As with sailing speeds, we can come up with fairly accurate human powered speed estimates by looking into the history books.
A good example providing insight into potential speeds of by human power is the human powered Vancouver Island circumnavigation challenge. Believe it or not, the fastest time ever clocked circling Vancouver Island by engineless boat is not one of the carbon fiber rockets from the Van Isle 360, but lone Kayaker, Russell Henry who circumnavigated the Island in 12 days. Of course, this is total time from start to finish, not just elapsed time on the water, but it gives a good idea of what can be achieved by raw human power.
I broke this record myself in 2011 circling the island in 14.5 days (including 1.5 days off due to injury) in a rowboat. My average speed while on the water was just over 4 knots. I am guessing Russell Henry’s speed was probably 4.5 knots.
Of course, just as with applying the speed of the Van Isle 360 sailboats to R2AK, you can’t assume speed on water with rest stops applies to 24/7 voyaging. By travelling around the clock with human power, more than one crew member is required, adding weight and other factors that will reduce average speed. In other words, because Henry Russell can maintain a speed of 4.5 knots for half the day, two Russell Henry’s taking turns in a larger boat will not be able to maintain the same speed continuously.
So how fast can you travel continuously by human power? Another good example to look at is the non-stop self-supported rowing race around Britain. The distance for this race is almost two and a half times as far as R2AK, and sea conditions make the Inside Passage look like a mill pond. Wind and currents come from all directions. The fastest team to row around Britain non-stop, a team of four, completed it in just over 26 days, averaging a straight line speed of just over three knots.

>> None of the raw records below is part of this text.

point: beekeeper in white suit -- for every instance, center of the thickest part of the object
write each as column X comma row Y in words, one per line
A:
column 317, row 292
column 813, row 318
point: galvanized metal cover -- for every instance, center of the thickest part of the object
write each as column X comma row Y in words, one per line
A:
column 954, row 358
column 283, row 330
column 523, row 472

Considering conditions off the coast of Britain are much more challenging, and the race is more than twice as long, it is feasible that the speed could be significantly faster in the relatively calm waters (and much shorter distance) faced in R2AK. The boat that they used is also a relatively inefficient design, designed more for rough oceans than speed. For the Inside Passage, a much lighter and lower profile vessel could be used. It is not inconceivable at all that a strong crew in an intelligently designed vessel could sustain 4 knots entirely by human power. It might be a rowing boat, or some other type of craft.
It is unlikely that a human-powered craft will win this year, since no likely candidates have entered. To me, it seems the Holy Grail of the Race to Alaska isn’t just to win it, but to win it by human power. It is possible to win by human power, but it won’t be easy, and to do so would be one of the greatest accomplishments. A combination of strength, design and luck will need to come together to make it happen.
A friend of mine Greg Kolodziejzyk, is pondering entering R2AK 2016. Greg is not just a phenomenal athlete, but a genius in designing fast human powered vehicles. He holds the world records for both the greatest distance travelled by human power over land in 24 hours (over 1000 km), and the greatest distance over water (without current) in 24 hours (242 km – that’s one man propelling himself continuously propelling himself at 5.5 knots for 24 hours!). Greg’s designing a radical new boat which he feels will be perfect for R2AK. If anyone has what it takes to properly pit human-potential against wind, it’s Greg. Should be an interesting one!